CC Sabathia wasn't great, but he was good enough to save the bullpen and go deep into the game, and Alex Rodriguez blasted his 5th homerun of the season, but it wasn't enough for the Yankees to overcome a dominating performance by Chris Tillman, as the Bombers fell to the O's, 4-2, Monday night at Camden Yards.

"It's frustrating, but it's baseball," Sabathia said. "You've got to go out and try to keep the game close. He's been pitching well all year, and it's up to me to try to keep the game close and give these guys a chance to win."

The Yankees jumped out to a 1-0 lead in the 1st inning when A-Rod, who batted second in the lineup for the first time since August 26th, 2006, launched a solo homerun to right field of Tillman.

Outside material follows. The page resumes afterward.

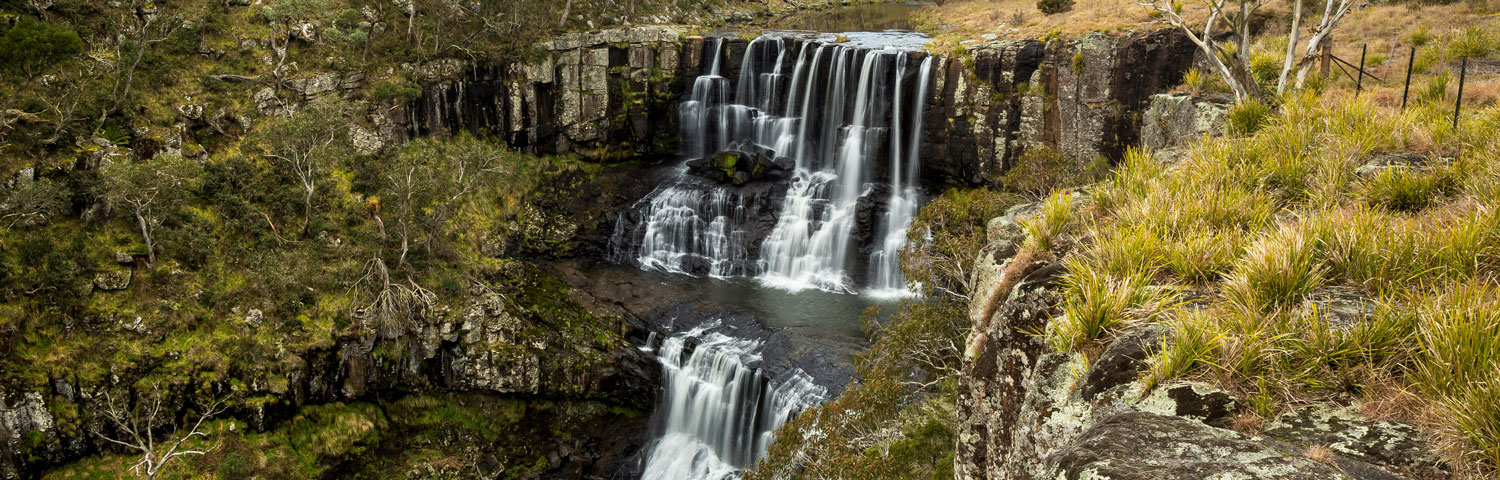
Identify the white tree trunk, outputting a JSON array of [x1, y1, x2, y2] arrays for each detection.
[[1277, 0, 1304, 95], [135, 208, 155, 265]]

It was 3-2 pitch that A-Rod got enough of to send out of the park.

Sabathia took the mound with the lead in the bottom of the 1st, but he didn't hold it for long, giving up a leadoff double to Nick Markakis, who would move to third on a shallow groundout to third base, then scored on a sac-fly by Adam Jones.

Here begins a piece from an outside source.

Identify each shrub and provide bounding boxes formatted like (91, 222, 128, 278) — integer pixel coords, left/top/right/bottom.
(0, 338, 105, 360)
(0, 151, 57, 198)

Tillman and Sabathia dueled it out through five innings as the teams played tied until the 5th when Baltimore scored a pair of runs off CC, with Matt Wieters driving in the first run on a sac-fly to center field, then Markakis came through again with an RBI single to center field to make it a 3-1 game.

"It's that time of the year, and situations call for it," Sabathia said. "You're trying to get the runner over to third; get runs however you can. So they did a good job of that."

Working with the lead, Tillman dominated. Up until Lyle Overbay added another run for the Yankees in the 8th with a solo homerun to right field, making it a 4-2 game, he had retired 14 straight hitters, allowing just two runs on four, while striking out nine to compliment zero walks in seven plus innings.

"His changeup was outstanding tonight," Girardi said of Tillman. "He also has a good curveball, but I thought his changeup was the equalizer tonight; moving his fastball up and down as much as in and out."

Manny Machado tacked on another run for Baltimore in the 7th inning on a double -- what else -- to right field, scoring Wieters to extend the lead to 4-1. CC pitched into the 8th before being relieved by Adam Warren. He gave up four runs on seven hits, while striking out six in 7.1 innings.

The Yankees tried to put together a rally in the 9th against O's closer Jim Johnson. But with two outs and a runner on first, Curtis Granderson flew out to the warming track in right-center field the end the game, giving the Yanks their fourth loss in the last five games.

"We're still in it," Romine said. "It's baseball. Anything can happen. We're coming out here to win every game, and you can't count us out. We keep battling and battling and battling."